As couples were forming together for the boulangere, Isabella joined Lilias and both accepted the offer to dance from two brothers who had been good company to them during their stay. The rapidity of movement, the endless beeswax candles, and the heat of twenty-some guests all warmed her cheeks.

At the end of the dance, she laughed and accepted lemonade, half listening to Lilias complain about her partner’s ferocious speed.

Across the ballroom, a pair of eyes snagged hers.

Isabella hurried her focus back to Lilias. Even exaggerated complaints were better than Lord Livingstone’s unnerving gaze.

She danced two country dances, then excused herself to hurry upstairs and see how Bridget fared. The poor girl. How uncomfortable this would make her for their journey home. Unless, of course, she worsened in the night.
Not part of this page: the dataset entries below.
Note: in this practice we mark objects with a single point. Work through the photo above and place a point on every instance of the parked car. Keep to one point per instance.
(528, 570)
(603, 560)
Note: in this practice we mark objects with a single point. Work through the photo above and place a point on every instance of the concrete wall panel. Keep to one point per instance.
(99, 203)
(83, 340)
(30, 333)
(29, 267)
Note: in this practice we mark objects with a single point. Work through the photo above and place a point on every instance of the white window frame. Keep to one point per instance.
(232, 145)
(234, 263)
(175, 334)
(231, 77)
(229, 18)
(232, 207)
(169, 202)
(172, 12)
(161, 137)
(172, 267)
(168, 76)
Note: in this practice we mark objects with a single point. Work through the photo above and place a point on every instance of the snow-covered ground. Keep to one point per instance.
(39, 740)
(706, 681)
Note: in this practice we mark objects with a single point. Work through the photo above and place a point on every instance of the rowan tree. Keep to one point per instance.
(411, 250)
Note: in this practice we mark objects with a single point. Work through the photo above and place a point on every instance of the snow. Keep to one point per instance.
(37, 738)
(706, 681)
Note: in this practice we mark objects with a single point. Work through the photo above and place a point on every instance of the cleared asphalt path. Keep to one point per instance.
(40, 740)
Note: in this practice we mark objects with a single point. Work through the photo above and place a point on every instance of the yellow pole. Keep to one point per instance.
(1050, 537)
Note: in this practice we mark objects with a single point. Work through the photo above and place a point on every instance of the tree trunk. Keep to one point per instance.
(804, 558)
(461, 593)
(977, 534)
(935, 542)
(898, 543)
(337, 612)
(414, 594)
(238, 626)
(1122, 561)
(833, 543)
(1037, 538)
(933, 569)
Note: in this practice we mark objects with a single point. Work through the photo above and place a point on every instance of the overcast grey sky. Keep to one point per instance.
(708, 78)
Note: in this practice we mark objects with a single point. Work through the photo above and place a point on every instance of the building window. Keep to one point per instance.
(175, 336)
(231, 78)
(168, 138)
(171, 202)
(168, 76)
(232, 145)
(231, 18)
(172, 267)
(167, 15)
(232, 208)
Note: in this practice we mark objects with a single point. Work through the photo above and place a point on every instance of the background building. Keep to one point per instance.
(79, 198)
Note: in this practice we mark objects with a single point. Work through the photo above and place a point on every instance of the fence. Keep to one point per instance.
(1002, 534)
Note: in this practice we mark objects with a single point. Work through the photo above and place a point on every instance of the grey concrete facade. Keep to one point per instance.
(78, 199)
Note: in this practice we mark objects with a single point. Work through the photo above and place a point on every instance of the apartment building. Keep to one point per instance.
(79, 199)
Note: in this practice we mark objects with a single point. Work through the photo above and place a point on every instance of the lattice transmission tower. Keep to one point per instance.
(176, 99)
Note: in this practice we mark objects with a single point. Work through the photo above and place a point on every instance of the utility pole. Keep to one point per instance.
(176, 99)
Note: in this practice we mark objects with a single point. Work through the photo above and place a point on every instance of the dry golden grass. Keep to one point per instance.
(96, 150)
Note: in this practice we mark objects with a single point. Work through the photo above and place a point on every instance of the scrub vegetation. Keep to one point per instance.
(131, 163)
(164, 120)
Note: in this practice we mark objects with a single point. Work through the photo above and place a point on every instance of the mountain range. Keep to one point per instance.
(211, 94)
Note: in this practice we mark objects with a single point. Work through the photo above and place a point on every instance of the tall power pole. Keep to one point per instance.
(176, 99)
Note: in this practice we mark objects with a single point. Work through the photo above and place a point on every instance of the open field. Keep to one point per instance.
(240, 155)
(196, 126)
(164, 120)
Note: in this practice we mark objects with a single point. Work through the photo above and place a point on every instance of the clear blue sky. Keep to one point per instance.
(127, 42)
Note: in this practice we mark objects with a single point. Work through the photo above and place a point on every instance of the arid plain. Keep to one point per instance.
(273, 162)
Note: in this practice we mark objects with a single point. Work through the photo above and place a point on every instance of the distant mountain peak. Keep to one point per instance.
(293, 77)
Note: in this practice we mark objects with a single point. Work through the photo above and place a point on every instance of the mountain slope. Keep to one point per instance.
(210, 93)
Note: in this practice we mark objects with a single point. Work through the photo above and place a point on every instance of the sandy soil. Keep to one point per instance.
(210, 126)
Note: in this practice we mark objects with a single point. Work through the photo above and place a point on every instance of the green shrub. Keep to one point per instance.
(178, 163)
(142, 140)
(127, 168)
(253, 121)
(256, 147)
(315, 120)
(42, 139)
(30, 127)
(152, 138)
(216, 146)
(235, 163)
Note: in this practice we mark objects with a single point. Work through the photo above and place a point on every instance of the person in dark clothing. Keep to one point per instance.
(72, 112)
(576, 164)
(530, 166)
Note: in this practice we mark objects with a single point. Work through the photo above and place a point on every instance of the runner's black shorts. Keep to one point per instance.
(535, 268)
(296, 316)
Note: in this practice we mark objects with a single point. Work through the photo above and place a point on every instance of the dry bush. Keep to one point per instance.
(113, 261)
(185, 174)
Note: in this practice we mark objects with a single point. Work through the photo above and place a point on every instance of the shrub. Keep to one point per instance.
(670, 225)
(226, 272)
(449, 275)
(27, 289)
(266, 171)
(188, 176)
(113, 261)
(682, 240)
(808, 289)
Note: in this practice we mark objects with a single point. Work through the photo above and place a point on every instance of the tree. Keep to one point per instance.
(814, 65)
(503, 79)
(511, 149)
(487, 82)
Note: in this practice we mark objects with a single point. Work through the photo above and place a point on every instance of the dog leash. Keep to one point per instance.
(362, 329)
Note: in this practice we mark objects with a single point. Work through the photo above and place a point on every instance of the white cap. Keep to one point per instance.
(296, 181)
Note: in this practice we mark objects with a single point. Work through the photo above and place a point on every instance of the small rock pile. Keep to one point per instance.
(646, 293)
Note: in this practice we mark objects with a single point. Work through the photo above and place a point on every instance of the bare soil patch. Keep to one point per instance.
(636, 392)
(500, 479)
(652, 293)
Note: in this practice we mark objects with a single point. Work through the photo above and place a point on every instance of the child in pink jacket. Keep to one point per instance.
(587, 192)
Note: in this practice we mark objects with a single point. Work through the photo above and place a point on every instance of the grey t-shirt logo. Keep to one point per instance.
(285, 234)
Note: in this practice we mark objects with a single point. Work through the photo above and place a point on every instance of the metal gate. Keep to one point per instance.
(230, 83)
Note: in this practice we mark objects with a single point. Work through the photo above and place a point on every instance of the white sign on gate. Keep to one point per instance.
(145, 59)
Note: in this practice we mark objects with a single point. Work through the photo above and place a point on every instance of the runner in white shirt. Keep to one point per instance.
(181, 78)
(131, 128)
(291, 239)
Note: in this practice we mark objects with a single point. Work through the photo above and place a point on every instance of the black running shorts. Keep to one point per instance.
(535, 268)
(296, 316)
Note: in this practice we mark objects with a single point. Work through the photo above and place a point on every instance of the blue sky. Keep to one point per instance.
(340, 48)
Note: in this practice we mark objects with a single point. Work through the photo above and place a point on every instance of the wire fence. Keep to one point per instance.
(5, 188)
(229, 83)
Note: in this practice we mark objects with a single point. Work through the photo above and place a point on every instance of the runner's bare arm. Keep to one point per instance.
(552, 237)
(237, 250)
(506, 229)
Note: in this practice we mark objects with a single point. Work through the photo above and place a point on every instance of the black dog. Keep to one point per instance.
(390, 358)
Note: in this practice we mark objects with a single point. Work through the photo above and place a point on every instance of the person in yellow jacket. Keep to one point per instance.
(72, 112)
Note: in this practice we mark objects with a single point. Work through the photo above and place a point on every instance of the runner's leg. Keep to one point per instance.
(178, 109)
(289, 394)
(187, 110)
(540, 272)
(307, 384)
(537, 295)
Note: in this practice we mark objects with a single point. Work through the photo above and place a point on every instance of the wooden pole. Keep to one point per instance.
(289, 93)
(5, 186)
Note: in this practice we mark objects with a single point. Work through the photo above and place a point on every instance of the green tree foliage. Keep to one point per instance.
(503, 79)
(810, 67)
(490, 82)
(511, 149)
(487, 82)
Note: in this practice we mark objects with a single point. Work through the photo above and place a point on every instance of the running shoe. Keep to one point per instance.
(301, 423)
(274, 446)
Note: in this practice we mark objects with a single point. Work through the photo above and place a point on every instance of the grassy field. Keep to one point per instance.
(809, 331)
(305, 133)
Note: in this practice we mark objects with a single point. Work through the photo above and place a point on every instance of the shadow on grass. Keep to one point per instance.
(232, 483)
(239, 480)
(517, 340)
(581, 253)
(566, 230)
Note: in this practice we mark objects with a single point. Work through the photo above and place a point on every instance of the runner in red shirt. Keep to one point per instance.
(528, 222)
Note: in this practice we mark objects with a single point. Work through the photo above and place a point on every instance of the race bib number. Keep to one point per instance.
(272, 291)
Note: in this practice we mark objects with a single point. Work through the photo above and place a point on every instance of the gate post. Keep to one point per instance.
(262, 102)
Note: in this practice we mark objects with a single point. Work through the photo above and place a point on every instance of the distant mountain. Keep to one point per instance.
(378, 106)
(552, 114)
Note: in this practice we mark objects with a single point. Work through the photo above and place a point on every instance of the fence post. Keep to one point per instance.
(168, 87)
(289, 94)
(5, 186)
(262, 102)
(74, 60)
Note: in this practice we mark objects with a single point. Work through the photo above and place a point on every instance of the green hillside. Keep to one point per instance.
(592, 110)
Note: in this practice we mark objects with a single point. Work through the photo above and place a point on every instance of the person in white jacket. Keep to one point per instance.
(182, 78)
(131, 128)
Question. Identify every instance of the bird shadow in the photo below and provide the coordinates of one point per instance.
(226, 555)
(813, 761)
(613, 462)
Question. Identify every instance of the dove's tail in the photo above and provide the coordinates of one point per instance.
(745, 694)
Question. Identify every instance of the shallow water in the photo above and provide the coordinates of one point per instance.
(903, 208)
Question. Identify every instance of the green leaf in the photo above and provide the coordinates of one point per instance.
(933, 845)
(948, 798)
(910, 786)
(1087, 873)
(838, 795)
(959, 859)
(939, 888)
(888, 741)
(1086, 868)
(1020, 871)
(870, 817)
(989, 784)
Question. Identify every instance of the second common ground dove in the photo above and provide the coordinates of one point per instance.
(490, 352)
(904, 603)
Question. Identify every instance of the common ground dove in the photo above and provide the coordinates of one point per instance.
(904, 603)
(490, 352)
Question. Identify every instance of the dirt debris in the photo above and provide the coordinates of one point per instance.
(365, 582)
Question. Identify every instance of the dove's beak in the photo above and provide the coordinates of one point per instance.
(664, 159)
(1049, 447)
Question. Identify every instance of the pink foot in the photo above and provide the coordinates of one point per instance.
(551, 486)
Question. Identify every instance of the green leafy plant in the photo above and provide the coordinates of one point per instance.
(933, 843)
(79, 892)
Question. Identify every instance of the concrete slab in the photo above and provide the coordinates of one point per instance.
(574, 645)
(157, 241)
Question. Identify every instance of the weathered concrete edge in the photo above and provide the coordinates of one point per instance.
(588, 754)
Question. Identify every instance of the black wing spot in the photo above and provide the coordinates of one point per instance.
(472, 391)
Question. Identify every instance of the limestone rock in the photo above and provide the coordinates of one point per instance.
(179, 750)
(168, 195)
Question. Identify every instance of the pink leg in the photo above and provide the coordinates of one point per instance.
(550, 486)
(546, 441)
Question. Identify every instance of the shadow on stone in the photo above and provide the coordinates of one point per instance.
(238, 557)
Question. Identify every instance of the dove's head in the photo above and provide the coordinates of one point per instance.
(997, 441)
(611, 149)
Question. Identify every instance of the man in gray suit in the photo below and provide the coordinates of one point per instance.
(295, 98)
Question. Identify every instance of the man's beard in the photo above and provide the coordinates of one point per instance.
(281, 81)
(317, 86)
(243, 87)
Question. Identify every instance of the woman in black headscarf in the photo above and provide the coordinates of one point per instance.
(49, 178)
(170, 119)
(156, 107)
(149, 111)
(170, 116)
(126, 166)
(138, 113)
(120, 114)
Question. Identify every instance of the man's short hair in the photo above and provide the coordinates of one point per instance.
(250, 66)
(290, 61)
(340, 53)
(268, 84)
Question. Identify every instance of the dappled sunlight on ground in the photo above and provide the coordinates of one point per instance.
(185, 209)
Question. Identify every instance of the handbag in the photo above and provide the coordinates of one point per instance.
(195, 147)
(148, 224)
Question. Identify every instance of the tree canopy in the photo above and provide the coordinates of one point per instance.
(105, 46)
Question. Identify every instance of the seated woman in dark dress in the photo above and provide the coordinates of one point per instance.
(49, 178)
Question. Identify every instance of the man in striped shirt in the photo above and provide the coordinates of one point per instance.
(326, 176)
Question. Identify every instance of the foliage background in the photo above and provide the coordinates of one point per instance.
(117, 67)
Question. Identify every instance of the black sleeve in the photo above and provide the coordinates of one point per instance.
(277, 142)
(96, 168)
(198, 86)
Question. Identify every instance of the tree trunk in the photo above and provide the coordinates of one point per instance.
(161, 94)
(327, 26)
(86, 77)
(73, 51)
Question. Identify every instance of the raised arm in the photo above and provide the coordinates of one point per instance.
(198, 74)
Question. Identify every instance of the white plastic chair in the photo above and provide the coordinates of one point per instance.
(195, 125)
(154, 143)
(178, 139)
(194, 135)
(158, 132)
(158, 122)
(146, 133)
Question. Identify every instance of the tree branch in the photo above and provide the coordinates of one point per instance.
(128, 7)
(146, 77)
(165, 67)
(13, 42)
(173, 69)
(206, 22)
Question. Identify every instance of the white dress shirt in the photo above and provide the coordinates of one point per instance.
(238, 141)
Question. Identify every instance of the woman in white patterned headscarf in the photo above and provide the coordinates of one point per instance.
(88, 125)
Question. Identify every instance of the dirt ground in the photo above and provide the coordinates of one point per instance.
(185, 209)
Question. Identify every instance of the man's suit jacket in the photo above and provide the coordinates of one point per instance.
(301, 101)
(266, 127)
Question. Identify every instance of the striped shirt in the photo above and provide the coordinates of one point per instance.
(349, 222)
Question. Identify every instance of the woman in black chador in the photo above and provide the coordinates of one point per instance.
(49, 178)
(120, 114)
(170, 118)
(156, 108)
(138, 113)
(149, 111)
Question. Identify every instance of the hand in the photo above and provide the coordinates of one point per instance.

Heaven forbid such a catastrophe, for then they would be forced to remain here at Rockingham Hall even longer than—

The marble floor echoed more than her own footsteps.

Isabella whirled around. Gilded candlesticks, glowing on stands along the hall, had lightened her way down the hall just seconds ago. Now the candles were doused.

Quiet blackness stared back at her.

Shivering, she reached the stairs and ascended with speed, listening for any footfalls not her own. Who had been behind her? Why had they blown out the candles?

A servant of course. But why go through the trouble of lighting them all, only to blow them out before the ball was finished?

Never mind. It did not matter.

Isabella found her chamber and discovered Bridget asleep in her chair, resting as faithfully as she’d promised. With her head on her own shoulder that way, the poor dear would have the most dreadful pain in her neck when she awoke. Perhaps another pillow—

The door slammed open.

Isabella jumped back, legs hitting the edge of the bed, a scream fizzling into a gasp.

A stranger leered in the doorway. Tall, angular, pockmarks on his weathered face. “Git over there with th’ other lassie.”

Her breath caught. Who was he? How had he gotten on the grounds? Past the servants?

“Go on with ye.” His drawn pistol shimmered in the room’s candlelight. “Now.”

Isabella moved to the chair, curled her hand around her maid’s shoulder just as aboomexploded in the distance. Isabella jerked at the same time Bridget squirmed awake.

“Miss Gresham—”

“Shhh. Stay still.”

The stranger kicked her trunk lid open with his boot. With one hand steadying the pistol, he rummaged through the clothes, tossing them to the rug, before snarling and reaching for a valise. “Where is it?”